In a case where such a light emitting element is applied to a light emitting device, an electronic device, and the like, the reduction of power consumption is also given as one of the objects. It is important to reduce a drive voltage of a light emitting element in order to reduce power consumption.
In a current excitation type light emitting element, emission intensity is determined by an amount of flowing current. Therefore, it is necessary to flow a large amount of current at a low voltage in order to reduce a drive voltage.
Previously, as a method for reducing a drive voltage, an approach of providing a buffer layer between an electrode and a layer including an organic compound having a light emitting property, has been attempted. For example, it is known that a drive voltage can be reduced by providing a buffer layer which is made of polyaniline (PANI) doped with camphorsulfonic acid, between indium tin oxide (ITO) and a light emitting layer (for example, refer to Non-Patent Document 1: Y. Yang, et al.
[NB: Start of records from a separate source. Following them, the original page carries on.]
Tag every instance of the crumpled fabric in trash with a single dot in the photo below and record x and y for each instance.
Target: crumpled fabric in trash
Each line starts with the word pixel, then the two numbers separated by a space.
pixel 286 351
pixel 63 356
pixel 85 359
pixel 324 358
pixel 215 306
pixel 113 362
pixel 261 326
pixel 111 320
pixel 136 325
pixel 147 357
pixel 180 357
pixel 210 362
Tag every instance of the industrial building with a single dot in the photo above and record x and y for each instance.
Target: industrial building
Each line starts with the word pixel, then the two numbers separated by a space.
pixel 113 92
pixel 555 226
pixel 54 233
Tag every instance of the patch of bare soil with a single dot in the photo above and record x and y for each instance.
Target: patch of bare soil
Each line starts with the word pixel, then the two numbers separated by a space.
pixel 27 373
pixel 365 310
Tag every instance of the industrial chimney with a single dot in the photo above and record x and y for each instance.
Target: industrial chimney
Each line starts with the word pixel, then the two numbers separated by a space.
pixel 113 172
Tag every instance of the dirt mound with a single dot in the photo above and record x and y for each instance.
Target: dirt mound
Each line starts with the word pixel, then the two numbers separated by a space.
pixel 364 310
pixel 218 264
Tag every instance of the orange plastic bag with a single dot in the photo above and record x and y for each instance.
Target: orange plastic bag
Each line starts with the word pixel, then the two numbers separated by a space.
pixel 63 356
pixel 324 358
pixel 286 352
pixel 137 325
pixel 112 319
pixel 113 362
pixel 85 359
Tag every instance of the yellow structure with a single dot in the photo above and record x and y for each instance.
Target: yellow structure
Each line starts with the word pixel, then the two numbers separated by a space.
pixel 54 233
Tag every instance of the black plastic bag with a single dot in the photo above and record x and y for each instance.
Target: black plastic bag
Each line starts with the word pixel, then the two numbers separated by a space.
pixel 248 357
Applied Physics Letters, Vol. 64 (10), 1245-1247 (1994)). It is explained that this is because of the excellent carrier injecting property of PANI to the light emitting layer. Note that in the Non-Patent Document 1, PANI which is the buffer layer is also considered to be a part of an electrode.
However, as described in the Non-Patent Document 1, PANI has a problem that transmittance becomes lower when a film thickness becomes thick. Specifically, it is reported that, in a film thickness of about 250 nm, the transmittance is less than 70%. In other words, since the problem is with the transparency of the material itself which is used for the buffer layer, light that is generated within an element cannot be extracted efficiently.